Che poi questo simbolo sia, fortunatamente, quasi sopraffatto dalla prorompente vitalità che pervade l’intero romanzo, si deve all’eccezionale facoltà stilistica e rappresentativa dell’autore. Questi – chiunque sia stato – è certo un intellettuale, che discute non da dilettante di retorica e di poesia e può permettersi ogni tipo di “pastiche” letterario – accade anche che egli rida di personaggi e situazioni in quanto si atteggiano su moduli impostati dalla letteratura, parodiando così questi topoi (luoghi comuni) attraverso la satira della realtà stessa. Egli definisce con una sorta di arguto manifesto il carattere polemico e innovatore del suo scritto; ma al tempo stesso trascende ogni pastoia programmatica grazie a una superiore capacità narrativa, per la quale la realtà viene rappresentata nell’azione e nelle parole dei personaggi stessi.
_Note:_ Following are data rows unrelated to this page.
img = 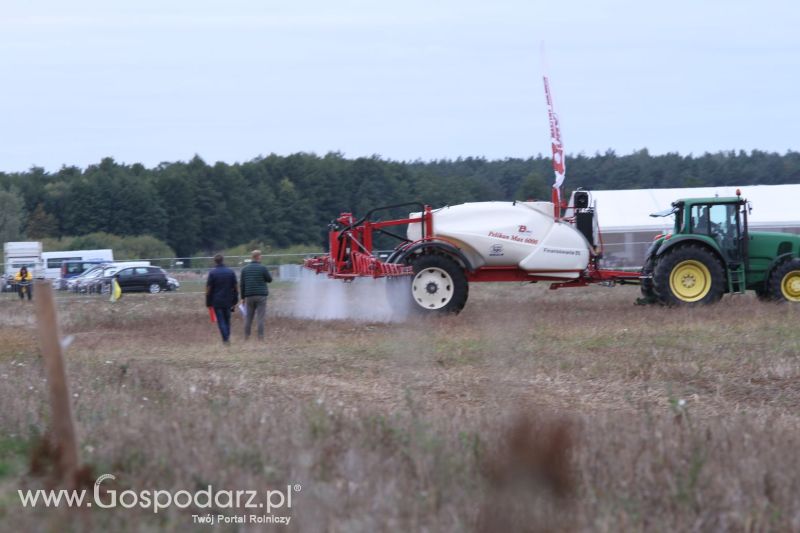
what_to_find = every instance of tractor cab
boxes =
[640,191,800,305]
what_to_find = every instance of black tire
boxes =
[637,256,658,304]
[410,254,469,314]
[766,258,800,302]
[653,244,725,306]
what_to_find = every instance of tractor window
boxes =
[708,204,740,260]
[691,205,711,235]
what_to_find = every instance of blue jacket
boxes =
[206,265,239,307]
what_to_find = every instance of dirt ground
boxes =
[0,284,800,531]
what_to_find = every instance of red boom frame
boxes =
[303,204,640,289]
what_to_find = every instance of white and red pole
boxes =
[541,43,567,220]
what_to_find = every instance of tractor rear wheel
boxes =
[411,254,469,313]
[767,258,800,302]
[653,244,725,305]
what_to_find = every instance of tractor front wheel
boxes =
[653,245,725,305]
[411,254,469,313]
[767,258,800,302]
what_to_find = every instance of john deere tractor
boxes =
[640,191,800,305]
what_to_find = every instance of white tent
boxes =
[591,184,800,233]
[591,184,800,266]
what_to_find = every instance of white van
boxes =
[42,248,114,279]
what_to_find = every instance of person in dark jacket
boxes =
[239,250,272,340]
[206,254,239,344]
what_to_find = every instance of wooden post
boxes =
[33,280,78,486]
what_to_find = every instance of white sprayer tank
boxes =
[408,202,589,279]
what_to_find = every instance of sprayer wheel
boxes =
[411,254,469,313]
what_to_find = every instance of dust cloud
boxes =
[289,269,411,322]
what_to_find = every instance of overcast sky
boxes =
[0,0,800,171]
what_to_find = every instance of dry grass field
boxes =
[0,284,800,532]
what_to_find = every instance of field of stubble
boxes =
[0,284,800,532]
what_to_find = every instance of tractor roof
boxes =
[673,196,744,205]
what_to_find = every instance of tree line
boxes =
[0,150,800,257]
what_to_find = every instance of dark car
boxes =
[113,267,169,294]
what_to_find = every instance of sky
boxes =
[0,0,800,172]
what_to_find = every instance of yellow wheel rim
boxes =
[669,259,712,302]
[781,270,800,302]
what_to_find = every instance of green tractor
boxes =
[639,191,800,305]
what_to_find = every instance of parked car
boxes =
[109,266,169,294]
[167,276,181,291]
[63,265,105,292]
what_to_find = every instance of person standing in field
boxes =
[14,266,33,301]
[239,250,272,340]
[206,254,239,344]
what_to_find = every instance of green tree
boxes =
[0,190,24,242]
[25,204,58,239]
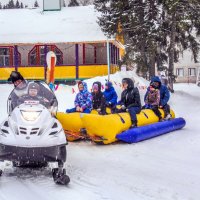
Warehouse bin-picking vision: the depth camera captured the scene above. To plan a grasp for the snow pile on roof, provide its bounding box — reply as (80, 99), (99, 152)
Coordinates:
(0, 72), (200, 200)
(55, 71), (149, 112)
(0, 6), (109, 44)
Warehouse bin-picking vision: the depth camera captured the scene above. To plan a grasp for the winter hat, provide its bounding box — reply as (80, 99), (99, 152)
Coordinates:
(105, 81), (112, 88)
(78, 81), (83, 87)
(28, 83), (40, 91)
(8, 71), (24, 83)
(92, 83), (99, 90)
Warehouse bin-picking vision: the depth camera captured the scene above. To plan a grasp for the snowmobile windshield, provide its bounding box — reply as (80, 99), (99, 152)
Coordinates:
(8, 81), (58, 114)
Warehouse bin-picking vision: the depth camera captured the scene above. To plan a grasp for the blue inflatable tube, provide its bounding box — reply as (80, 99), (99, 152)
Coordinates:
(116, 118), (186, 143)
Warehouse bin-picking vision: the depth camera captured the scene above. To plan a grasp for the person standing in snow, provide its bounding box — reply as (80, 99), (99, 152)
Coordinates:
(116, 78), (141, 128)
(8, 71), (57, 111)
(66, 81), (92, 113)
(103, 81), (118, 110)
(144, 76), (171, 120)
(92, 81), (107, 115)
(143, 83), (162, 121)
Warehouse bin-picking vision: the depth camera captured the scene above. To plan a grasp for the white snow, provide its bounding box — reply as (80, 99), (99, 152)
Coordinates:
(0, 72), (200, 200)
(0, 6), (107, 44)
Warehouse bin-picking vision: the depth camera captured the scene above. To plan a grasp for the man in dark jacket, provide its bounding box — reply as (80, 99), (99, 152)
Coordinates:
(144, 76), (171, 119)
(92, 81), (106, 115)
(103, 81), (118, 109)
(118, 78), (141, 128)
(8, 71), (57, 112)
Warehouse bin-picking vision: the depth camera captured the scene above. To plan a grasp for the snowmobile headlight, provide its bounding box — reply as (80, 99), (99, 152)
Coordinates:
(21, 110), (41, 121)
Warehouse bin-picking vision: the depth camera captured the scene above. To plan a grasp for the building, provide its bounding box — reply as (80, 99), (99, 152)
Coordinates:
(174, 43), (200, 83)
(0, 6), (124, 81)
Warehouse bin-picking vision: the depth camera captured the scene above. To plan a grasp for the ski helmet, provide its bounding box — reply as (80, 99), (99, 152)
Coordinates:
(8, 71), (24, 83)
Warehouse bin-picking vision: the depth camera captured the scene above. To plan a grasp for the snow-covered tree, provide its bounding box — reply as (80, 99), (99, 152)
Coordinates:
(68, 0), (79, 7)
(34, 0), (39, 8)
(63, 0), (66, 7)
(94, 0), (200, 88)
(20, 2), (24, 8)
(6, 0), (15, 9)
(79, 0), (93, 6)
(15, 0), (20, 8)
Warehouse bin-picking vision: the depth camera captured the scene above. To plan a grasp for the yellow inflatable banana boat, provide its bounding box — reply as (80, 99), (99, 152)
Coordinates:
(57, 109), (175, 144)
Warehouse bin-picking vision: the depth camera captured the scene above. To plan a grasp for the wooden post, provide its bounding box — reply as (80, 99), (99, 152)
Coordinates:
(107, 39), (110, 81)
(94, 45), (97, 64)
(14, 45), (19, 71)
(75, 44), (79, 79)
(49, 57), (56, 83)
(83, 44), (85, 65)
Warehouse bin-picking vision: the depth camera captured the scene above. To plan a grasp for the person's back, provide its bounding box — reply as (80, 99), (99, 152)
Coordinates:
(66, 81), (92, 113)
(103, 81), (118, 107)
(145, 86), (160, 106)
(92, 81), (106, 115)
(116, 78), (141, 128)
(121, 84), (141, 107)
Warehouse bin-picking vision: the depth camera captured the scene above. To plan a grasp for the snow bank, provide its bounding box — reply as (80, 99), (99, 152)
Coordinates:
(55, 71), (148, 112)
(0, 72), (200, 200)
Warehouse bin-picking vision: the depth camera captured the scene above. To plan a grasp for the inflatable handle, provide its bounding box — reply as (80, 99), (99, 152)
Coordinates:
(116, 118), (186, 143)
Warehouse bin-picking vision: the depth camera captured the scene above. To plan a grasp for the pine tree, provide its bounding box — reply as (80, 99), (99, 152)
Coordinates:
(34, 0), (39, 8)
(15, 0), (20, 8)
(159, 0), (200, 90)
(68, 0), (79, 7)
(63, 0), (66, 7)
(79, 0), (91, 6)
(94, 0), (200, 87)
(7, 0), (15, 9)
(20, 2), (24, 8)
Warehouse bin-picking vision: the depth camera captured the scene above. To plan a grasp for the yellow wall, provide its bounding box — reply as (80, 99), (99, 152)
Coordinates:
(18, 66), (44, 79)
(79, 65), (108, 78)
(55, 66), (76, 79)
(0, 67), (15, 81)
(0, 65), (118, 81)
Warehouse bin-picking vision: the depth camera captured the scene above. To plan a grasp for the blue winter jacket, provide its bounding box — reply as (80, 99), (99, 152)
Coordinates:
(103, 82), (118, 106)
(74, 82), (92, 110)
(144, 76), (170, 106)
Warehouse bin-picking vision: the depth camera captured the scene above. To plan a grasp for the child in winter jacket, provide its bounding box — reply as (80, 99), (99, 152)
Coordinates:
(144, 83), (162, 121)
(66, 81), (92, 113)
(92, 81), (106, 115)
(116, 78), (141, 128)
(103, 81), (118, 109)
(144, 76), (171, 119)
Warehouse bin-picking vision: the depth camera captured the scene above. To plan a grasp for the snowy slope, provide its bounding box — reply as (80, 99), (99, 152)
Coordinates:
(0, 72), (200, 200)
(0, 6), (107, 44)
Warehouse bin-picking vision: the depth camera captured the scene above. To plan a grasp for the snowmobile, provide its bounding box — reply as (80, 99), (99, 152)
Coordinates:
(0, 81), (70, 185)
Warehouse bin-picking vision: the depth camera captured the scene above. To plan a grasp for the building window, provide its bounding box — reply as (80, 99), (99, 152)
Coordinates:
(176, 68), (184, 77)
(0, 46), (21, 67)
(29, 45), (63, 65)
(188, 68), (196, 76)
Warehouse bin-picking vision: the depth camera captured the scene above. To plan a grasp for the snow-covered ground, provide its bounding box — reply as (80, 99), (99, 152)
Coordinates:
(0, 72), (200, 200)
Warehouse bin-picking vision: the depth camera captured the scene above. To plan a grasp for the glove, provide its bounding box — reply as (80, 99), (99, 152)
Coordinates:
(144, 104), (151, 109)
(106, 102), (111, 107)
(121, 105), (126, 110)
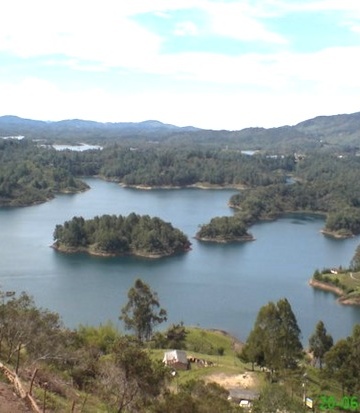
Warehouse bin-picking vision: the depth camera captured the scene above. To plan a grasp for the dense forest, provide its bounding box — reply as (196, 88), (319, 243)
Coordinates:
(196, 216), (253, 242)
(0, 139), (88, 206)
(226, 154), (360, 237)
(54, 213), (191, 257)
(0, 134), (360, 238)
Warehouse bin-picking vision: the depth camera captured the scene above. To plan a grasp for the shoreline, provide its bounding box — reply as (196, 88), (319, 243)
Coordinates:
(194, 235), (255, 244)
(116, 178), (246, 191)
(309, 278), (360, 306)
(50, 243), (191, 259)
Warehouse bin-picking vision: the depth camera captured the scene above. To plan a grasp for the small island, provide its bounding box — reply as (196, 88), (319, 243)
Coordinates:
(195, 216), (254, 243)
(52, 213), (191, 258)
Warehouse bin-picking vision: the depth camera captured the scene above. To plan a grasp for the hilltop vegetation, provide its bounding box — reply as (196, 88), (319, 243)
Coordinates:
(0, 139), (88, 206)
(0, 280), (360, 413)
(54, 213), (191, 257)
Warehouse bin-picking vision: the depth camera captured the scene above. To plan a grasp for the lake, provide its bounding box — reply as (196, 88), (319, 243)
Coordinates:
(0, 179), (360, 344)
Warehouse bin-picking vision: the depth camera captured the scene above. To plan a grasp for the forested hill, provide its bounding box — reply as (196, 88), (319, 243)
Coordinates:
(0, 112), (360, 152)
(53, 213), (191, 258)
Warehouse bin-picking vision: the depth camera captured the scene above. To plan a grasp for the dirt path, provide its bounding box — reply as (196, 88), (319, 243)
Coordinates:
(0, 382), (31, 413)
(206, 372), (256, 389)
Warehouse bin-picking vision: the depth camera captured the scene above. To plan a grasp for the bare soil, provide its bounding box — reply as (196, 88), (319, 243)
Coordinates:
(0, 382), (31, 413)
(206, 372), (256, 390)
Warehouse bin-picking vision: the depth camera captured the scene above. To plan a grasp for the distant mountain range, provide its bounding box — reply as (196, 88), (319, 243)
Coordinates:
(0, 112), (360, 150)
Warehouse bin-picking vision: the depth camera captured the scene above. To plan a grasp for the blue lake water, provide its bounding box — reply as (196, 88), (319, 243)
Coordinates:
(0, 179), (360, 344)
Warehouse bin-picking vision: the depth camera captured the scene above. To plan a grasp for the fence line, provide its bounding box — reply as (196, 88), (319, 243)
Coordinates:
(0, 362), (42, 413)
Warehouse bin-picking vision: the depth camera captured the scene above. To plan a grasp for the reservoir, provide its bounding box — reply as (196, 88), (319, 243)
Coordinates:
(0, 179), (360, 345)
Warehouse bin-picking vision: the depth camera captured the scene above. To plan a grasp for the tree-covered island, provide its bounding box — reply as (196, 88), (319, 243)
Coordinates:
(195, 216), (254, 243)
(53, 213), (191, 258)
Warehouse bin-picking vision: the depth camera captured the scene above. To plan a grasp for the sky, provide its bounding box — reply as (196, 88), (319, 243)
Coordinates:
(0, 0), (360, 130)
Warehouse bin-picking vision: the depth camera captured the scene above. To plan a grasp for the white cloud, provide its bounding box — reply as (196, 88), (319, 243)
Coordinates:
(174, 21), (199, 36)
(207, 2), (286, 44)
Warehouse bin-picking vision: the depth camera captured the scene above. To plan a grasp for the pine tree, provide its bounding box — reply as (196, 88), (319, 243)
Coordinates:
(309, 321), (333, 369)
(119, 279), (167, 341)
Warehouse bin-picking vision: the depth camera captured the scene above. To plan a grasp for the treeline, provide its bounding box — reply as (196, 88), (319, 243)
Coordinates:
(54, 213), (191, 256)
(196, 216), (253, 242)
(0, 280), (360, 413)
(100, 146), (294, 186)
(221, 155), (360, 236)
(0, 139), (88, 206)
(239, 298), (360, 396)
(0, 285), (242, 413)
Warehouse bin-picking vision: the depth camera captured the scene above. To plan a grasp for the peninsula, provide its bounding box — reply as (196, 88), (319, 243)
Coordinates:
(309, 268), (360, 305)
(52, 213), (191, 258)
(195, 216), (254, 243)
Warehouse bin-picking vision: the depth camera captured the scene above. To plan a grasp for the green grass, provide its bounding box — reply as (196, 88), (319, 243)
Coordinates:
(149, 327), (263, 388)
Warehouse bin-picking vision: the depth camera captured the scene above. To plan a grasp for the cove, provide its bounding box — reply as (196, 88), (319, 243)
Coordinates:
(0, 178), (360, 345)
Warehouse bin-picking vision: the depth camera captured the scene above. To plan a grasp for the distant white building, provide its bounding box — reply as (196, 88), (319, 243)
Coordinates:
(163, 350), (189, 370)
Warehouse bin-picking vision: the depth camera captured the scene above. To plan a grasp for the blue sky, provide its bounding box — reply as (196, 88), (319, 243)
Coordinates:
(0, 0), (360, 129)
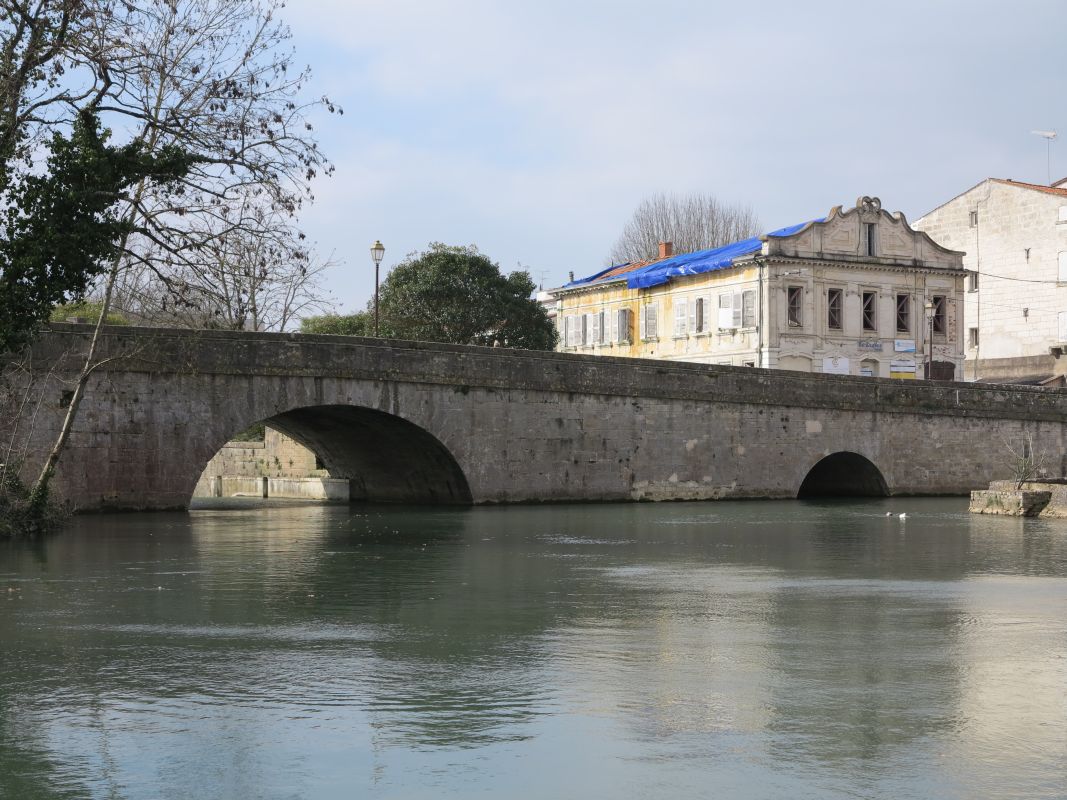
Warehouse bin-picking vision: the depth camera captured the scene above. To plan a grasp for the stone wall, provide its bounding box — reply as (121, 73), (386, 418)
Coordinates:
(4, 325), (1067, 509)
(193, 427), (330, 497)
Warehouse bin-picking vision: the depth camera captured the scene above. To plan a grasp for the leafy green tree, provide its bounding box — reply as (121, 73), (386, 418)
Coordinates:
(48, 300), (130, 325)
(368, 242), (557, 350)
(0, 111), (190, 352)
(300, 310), (375, 336)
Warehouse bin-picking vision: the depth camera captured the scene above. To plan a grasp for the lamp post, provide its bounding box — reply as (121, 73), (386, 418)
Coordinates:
(923, 300), (934, 381)
(370, 239), (385, 337)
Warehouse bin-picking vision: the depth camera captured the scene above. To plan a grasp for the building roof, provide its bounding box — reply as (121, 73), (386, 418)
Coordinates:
(919, 178), (1067, 220)
(562, 218), (826, 289)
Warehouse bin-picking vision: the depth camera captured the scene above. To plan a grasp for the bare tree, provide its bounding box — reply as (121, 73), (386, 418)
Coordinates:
(1004, 431), (1045, 490)
(34, 0), (335, 495)
(609, 194), (761, 263)
(113, 198), (335, 331)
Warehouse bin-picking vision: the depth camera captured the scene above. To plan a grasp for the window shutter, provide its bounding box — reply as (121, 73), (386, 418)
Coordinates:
(674, 298), (686, 336)
(719, 294), (733, 327)
(742, 289), (759, 327)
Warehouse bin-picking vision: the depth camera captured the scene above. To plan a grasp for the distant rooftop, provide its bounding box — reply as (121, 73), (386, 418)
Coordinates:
(562, 219), (823, 289)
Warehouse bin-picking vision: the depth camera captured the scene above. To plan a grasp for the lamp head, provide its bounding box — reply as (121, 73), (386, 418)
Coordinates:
(370, 239), (385, 267)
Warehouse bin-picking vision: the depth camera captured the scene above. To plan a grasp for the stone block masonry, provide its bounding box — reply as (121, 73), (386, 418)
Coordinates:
(3, 325), (1067, 510)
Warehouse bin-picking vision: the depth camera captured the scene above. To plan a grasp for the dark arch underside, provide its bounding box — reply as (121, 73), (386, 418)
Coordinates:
(264, 405), (472, 505)
(797, 452), (889, 497)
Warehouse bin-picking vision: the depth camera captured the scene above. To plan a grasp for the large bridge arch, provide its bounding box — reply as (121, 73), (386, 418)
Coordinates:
(797, 450), (889, 497)
(264, 405), (472, 505)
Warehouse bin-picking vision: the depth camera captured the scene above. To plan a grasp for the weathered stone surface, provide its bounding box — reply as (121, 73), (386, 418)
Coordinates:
(8, 325), (1067, 509)
(970, 492), (1052, 516)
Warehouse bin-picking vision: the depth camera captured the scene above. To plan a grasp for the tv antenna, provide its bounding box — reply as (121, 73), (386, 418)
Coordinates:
(1030, 130), (1056, 186)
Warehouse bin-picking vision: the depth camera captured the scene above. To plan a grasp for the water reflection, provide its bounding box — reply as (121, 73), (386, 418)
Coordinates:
(0, 500), (1067, 798)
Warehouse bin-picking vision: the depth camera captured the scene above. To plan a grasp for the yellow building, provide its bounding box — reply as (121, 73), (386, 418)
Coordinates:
(554, 197), (967, 380)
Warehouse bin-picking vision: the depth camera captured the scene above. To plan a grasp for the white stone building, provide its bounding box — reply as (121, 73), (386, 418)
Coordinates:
(553, 197), (966, 380)
(914, 178), (1067, 385)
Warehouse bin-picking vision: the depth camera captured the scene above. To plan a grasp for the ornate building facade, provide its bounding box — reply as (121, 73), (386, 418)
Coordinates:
(554, 197), (966, 380)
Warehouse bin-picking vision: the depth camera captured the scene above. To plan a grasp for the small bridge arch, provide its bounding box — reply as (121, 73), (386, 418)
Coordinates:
(797, 450), (889, 497)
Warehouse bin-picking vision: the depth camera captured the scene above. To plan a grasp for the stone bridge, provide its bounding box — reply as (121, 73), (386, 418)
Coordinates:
(8, 324), (1067, 510)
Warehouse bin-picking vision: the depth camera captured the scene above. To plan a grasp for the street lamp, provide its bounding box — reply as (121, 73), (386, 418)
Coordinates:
(370, 239), (385, 337)
(923, 300), (934, 381)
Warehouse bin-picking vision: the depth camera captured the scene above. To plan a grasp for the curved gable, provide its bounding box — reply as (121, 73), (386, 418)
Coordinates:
(763, 197), (964, 270)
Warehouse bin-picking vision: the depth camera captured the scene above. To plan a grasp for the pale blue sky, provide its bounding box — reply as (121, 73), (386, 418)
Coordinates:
(285, 0), (1067, 310)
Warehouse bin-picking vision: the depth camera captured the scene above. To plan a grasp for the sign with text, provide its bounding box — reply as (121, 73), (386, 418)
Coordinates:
(823, 355), (848, 375)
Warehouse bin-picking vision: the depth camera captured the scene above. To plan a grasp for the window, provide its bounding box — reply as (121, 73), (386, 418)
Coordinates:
(674, 298), (689, 336)
(740, 289), (758, 327)
(863, 291), (878, 331)
(611, 308), (631, 345)
(786, 286), (803, 327)
(896, 294), (911, 333)
(826, 289), (842, 331)
(641, 303), (659, 339)
(863, 222), (878, 256)
(930, 294), (949, 335)
(719, 293), (737, 330)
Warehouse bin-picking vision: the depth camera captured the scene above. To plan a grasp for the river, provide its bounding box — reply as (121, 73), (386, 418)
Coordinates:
(0, 498), (1067, 800)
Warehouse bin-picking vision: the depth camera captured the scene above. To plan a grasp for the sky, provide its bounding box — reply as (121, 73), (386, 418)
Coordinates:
(283, 0), (1067, 311)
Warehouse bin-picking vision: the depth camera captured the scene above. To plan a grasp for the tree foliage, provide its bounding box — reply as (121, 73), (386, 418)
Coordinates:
(609, 194), (762, 263)
(369, 242), (557, 350)
(300, 311), (375, 336)
(0, 112), (189, 352)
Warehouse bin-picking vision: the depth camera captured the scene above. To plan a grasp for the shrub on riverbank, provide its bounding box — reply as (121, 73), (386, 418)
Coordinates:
(0, 464), (66, 539)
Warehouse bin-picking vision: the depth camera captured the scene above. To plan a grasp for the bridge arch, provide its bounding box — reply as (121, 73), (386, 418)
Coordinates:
(797, 450), (889, 497)
(197, 405), (473, 505)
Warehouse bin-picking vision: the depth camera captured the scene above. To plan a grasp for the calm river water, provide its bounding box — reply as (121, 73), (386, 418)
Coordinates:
(0, 499), (1067, 800)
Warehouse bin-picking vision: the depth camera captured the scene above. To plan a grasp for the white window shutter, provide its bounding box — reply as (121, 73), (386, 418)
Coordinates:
(719, 294), (733, 327)
(674, 298), (686, 336)
(742, 289), (758, 327)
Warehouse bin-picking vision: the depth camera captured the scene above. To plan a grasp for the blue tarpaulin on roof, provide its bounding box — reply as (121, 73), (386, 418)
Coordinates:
(567, 219), (824, 289)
I partecipanti al convito di Trimalchione sono caratterizzati attraverso i loro discorsi con una spietata e lucida obiettività, che persegue fin le particolarità lessicali e sintattiche proprie a ciascuno di loro. Il tessuto linguistico del SATYRICON è percorso tutto da una prepotente tensione stilistica ed espressiva, che trova sovente sfogo nel conio di geniali neologismi. Ma la carica rivoluzionaria di questa lingua riceve un significato più ampio e genuino, ancora una volta, su un piano sociale: in essa trovano finalmente espressione le classi che dai tempi di Plauto non erano più riuscite a levare la loro voce genuina nella letteratura di Roma. Con la sua corposa realtà l’autore del SATYRICON – che potremmo fantasticamente immaginare come una sorta di chierico vagante, a mezzo tra Encolpio ed Eumolpo – ha espresso la vita, gli umori e i sentimenti, la disperazione degli esclusi dalla grandezza dell’impero.